The ongoing tensions between Russia and Ukraine have impacted global economy, markets and every other sphere of life across the world. The morning of 24th Feb,2022 has witnessed a major fall in stock exchanges around the world due to Russia’s attack on Ukraine. Global markets usually weaken as wars approach and get back on track as the wars come to an end. This has been a historical pattern and it is likely to do the same this time.
President Vladimir Putin has already rattled stock, bond and commodity markets around the world. Even the Russian stock market has fallen by 14% this week. Chief Eurozone Economist Claus Vistesen quoted that energy prices will keep rising on account of war and the equities will keep falling. Since energy sector is not affected by this war, oil and gas prices are still increasing. Crude Oil prices have nearly approached a 100$ per barrel from 65$ per barrel a year ago.Not only crude oil but it will also affect natural gas prices as Russia is the main supplier of Natural Gas in Europe. It is the 2nd biggest producer of Natural Gas after the United States. Europe relies on Russia for around 35% of its natural gas mostly coming through pipelines.This war has also imposed new threats such as rising interest rates and sizzling inflation. Petrol and diesel prices will be in action once again. According to reports, inflation is already 7.5%, i.e at a 40 year high in the United States.This war can drag the markets more down and oil prices can witness a new high due to that.

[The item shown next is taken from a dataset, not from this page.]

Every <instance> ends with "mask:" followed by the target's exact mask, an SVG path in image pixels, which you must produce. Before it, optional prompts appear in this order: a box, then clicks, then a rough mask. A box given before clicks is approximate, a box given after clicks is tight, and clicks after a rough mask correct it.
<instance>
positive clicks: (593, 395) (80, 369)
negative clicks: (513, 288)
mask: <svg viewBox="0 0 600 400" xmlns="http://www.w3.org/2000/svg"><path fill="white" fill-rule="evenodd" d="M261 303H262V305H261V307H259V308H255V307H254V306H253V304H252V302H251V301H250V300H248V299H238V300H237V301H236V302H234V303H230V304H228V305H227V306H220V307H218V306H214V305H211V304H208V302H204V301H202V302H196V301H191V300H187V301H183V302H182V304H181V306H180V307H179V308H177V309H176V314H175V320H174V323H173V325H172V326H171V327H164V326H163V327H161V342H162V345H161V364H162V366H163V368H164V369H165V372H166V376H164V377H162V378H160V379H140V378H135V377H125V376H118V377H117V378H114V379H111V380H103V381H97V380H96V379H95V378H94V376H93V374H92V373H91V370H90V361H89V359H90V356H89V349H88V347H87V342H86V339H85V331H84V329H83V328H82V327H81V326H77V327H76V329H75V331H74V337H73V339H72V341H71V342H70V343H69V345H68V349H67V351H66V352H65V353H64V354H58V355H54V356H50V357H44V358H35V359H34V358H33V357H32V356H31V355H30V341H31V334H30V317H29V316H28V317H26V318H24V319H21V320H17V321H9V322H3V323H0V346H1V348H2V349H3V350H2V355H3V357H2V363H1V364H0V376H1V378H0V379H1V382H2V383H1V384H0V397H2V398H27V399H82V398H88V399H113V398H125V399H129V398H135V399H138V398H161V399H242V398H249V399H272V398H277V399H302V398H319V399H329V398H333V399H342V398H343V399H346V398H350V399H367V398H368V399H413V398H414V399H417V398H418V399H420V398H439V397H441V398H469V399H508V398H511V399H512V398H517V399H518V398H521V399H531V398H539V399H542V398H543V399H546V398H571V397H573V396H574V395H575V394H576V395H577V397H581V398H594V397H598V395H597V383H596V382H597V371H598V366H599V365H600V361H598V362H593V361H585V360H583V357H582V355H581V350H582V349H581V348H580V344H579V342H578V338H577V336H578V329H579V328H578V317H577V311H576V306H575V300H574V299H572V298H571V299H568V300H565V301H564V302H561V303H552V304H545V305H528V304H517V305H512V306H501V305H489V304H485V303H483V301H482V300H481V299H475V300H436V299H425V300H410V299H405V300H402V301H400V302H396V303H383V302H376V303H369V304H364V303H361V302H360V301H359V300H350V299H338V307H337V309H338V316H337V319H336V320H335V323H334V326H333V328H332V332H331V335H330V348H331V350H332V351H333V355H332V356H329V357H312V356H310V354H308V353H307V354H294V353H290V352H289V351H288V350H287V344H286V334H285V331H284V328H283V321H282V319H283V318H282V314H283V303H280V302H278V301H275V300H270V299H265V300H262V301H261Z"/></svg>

Black sea region is the main route for the distribution of wheat and other grains. Any disruptions in this region will have a major impact on the costs and impactthe fuel food inflation at a time when affordability will be a key concern worldwide following the economic damage caused by the COVID-19 pandemic.
The Indian stock market has also took a heavy beating over the last few weeks due to this war. Sensex and Nifty have dropped by almost 5% which is the highest since Covid-19. There is panic and chaos among investors but honestly this war can be a great opportunity to make investments as markets usually recover and bounce back from such war like situations. Long- term investors with a well-diversified portfolio of stocks and bonds will still be able to outrun this crisis.